If someone is mentally unwell it may be appropriate for medical professionals and others to interact with them in ways that would be inappropriate with someone who is not mentally unwell. (NB I am not talking about inappropriate interaction due to prejudice.) In the case of ME/CFS, doctors and others are informed that it is patients’ unhelpful beliefs which are preventing them from recovering. Independently of what treatments they may be prescribed, this results in medical professionals and others treating (ie interacting with) pwME in ways that are inappropriate and distressing (ie harmful). However, this situation is not unique to ME/CFS or mental health. It would be similarly unethical, for example, to falsely assert that someone had any other type of diagnosis, such as a highly infectious disease – and more so if everybody who had a chronic illness without a known biomarker was automatically assumed to a have such a disease.
Second, I think we need to differentiate between speculation about the possible causes/mechanisms of a medical condition, and stating as facts theories or models which are not supported by reliable evidence (and in some cases may be unfalsifiable). I have no ethical concerns with responsible doctors or scientists speculating about what role psychological factors might play in triggering, maintaining or effecting any type of illness. But, to me, an ethical line is crossed when speculation is assumed to be fact without reliable supporting evidence – especially when those assumptions inform public policy.
Again, this ethical line applies to non-psychological diagnoses in the same way that it applies to psychosomatic-type diagnoses. So in that sense I agree that it is unhelpful to differentiate ethically between psychosomatic v biomedical. The ethical problem is with the false diagnosis/mislabeling and the presentation of speculation (or falsehoods) as facts, not about the particular type of diagnosis. The point is that the psychological medicine should be held to the same standards as any other branch of medicine.
However, I also think it’s important to recognise that, unlike other branches of medicine, psychological medicine has a long history of crossing these ethical lines – particularly with regard to somatisation-type diagnoses. It seems that for more than 2000 years just about every unexplained chronic illness has been assumed to be some sort of somatisation until the real causes and mechanisms have been understood.

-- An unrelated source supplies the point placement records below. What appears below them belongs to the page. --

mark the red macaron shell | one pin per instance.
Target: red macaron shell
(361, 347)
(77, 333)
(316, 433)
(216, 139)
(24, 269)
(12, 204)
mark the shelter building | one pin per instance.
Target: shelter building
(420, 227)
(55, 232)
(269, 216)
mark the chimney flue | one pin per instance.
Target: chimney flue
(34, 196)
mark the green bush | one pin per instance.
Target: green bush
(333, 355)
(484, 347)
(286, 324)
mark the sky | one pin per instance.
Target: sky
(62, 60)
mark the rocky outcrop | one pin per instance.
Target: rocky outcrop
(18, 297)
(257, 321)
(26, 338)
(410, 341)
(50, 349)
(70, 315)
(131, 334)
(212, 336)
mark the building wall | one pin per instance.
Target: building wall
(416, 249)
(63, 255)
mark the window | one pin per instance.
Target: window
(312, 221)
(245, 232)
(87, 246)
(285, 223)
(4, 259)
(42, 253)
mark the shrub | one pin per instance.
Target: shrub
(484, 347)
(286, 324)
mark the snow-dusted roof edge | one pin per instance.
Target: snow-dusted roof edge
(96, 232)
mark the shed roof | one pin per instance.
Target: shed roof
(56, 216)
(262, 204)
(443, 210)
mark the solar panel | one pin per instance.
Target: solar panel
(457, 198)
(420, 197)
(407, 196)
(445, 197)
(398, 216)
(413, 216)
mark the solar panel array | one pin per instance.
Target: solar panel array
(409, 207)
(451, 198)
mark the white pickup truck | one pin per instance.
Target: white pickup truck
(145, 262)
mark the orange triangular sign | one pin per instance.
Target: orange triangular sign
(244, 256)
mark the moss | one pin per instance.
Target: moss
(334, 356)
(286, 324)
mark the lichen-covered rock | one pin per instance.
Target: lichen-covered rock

With such an appalling track record, I struggle to understand how such a diagnosis can continue to be taken seriously as a scientific explanation for anything. Yes, we can, and must, defeat the particular claims made by BPS researchers about the effectiveness of particular treatments and the causes of particular illnesses, but at some point the route cause to these repeated false claims needs to be addressed. I agree that successfully challenging flawed methodology in psychological research will go long way to achieving this, but I don't think that should be the only approach.
I also think it is important not to overlook the particular consequences of falsely labelling someone as being mentally unwell – particularly when the patient is considered to be deluded in some way, and/or responsible for perpetuating their own illness – which may be different from the consequences of other types of false diagnosis/characterisation.
However, as evidenced by the discussions on this thread, arguments about the ethics of somatisation-type diagnoses are harder to make than arguments about the quality of BPS ME/CFS research and the effectiveness of particular treatments, and there is a danger that if they are not presented carefully they may distract from or undermine the immediate battles which need to be fought with NICE, Cochrane and others.